How to reverse insulin resistance?

In order to reverse insulin resistance, it’s important to learn how to level your insulin levels, because you’re just not utilizing energy well with insulin resistance. This is why it’s important to do the opposite of what got you sick in the first place, and we’ll talk about the two most popular and most effective strategies to do so. 

You have to know that these strategies don’t have to be forever. However, to know how long it takes to reverse insulin resistance it will all depend on how long you have been struggling with the disease.


Fasting means that you stop eating completely, or almost completely, for a certain period of time. A fast usually lasts from 12 to 24 hours, depending on each person. Also, depending on the type of fasting you’re doing you can have water, tea or coffee, soup, or even a small amount of food in liquid form during the fasting period, as long as it doesn’t spike your blood sugar. Essentially, fasting cleanses our body of toxins and forces cells into processes that are not usually stimulated when a steady stream of fuel from food is always present.

When we fast, the body does not have its usual access to glucose, forcing the cells to resort to other means and materials to produce energy: ketones. As a result, the body begins gluconeogenesis, a natural process of producing sugar from your fat storage. The liver helps by converting non-carbohydrate materials like lactate, amino acids, and fats into glucose energy. Because our bodies conserve energy during fasting, our basal metabolic rate (the amount of energy our bodies burn while resting) becomes more efficient, thereby lowering our heart rate and blood pressure.

Ketosis is another process that occurs later in the fast cycle. It happens when the body burns stored fat as its primer power source. This is the ideal mode for weight loss and balancing blood sugar levels.

Decreasing insulin resistance increases your body’s sensitivity to insulin, allowing it to transport glucose from your bloodstream to your cells more efficiently. By fasting for a long period of time, you also keep your blood sugar steady, preventing spikes and crashes in your blood sugar levels.
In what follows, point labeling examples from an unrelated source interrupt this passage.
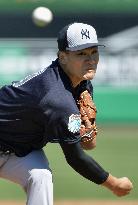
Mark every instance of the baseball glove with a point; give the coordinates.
(88, 130)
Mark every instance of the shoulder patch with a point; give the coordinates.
(74, 123)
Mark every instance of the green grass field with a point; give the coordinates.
(72, 6)
(116, 151)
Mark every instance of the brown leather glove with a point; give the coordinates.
(88, 130)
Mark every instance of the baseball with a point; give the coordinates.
(42, 16)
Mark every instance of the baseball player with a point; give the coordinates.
(46, 107)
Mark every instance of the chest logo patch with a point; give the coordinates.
(74, 123)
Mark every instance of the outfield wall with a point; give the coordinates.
(116, 105)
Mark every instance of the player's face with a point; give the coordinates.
(81, 65)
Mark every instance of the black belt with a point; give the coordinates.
(5, 150)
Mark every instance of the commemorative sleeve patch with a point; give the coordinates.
(74, 123)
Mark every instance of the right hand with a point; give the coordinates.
(119, 186)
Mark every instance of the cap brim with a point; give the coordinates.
(84, 46)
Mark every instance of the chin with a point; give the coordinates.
(88, 77)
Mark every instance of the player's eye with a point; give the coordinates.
(81, 54)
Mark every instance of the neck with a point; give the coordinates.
(74, 80)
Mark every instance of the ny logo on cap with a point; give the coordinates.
(85, 33)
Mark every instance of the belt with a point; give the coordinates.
(5, 153)
(4, 150)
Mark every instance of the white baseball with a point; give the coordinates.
(42, 16)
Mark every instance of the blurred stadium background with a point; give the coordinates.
(26, 48)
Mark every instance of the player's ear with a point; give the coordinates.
(62, 56)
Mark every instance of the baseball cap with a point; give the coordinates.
(77, 36)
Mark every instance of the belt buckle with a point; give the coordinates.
(7, 152)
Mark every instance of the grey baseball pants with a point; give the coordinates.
(32, 172)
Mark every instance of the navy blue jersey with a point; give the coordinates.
(40, 108)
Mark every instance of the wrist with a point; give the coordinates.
(110, 183)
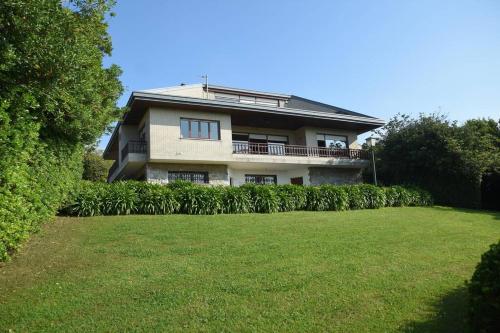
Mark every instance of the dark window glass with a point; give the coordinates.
(204, 130)
(214, 130)
(195, 129)
(190, 176)
(184, 128)
(199, 129)
(261, 179)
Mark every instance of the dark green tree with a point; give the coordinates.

Therapeutic carbohydrate restriction - a.k.a. low-carb

A therapeutic Carbohydrate restriction is referred to any dietary intervention that uses less than 130 grams of dietary carbohydrates per day. There are, however, various levels of carbohydrate restriction. It differs from person to person, based on age, blood sugar levels, physical activity, etc. 

For people who suffer from insulin resistance, consuming fewer carbohydrates allows them to decrease the need for insulin in the body, which improves many hormonal regulations including appetite and satiety hormones. Low-carb diets have been shown to contribute to the remission of type 2 diabetes. It’s important, however, to be treated by a specialist when trying this diet and be assisted by a certified nutritionist and, in case of using some type of  medication, also by a health care provider to make sure you’re doing the best for your health.

Aside from focusing on good nutrition to reverse insulin resistance in cases of Obesity, Pre-diabetes, Type 2 diabetes, Fatty liver disease, High blood pressure, or PCOS, it is also important to focus on getting adequate sleep, keeping good stress management, and daily movement to allow the body to heal.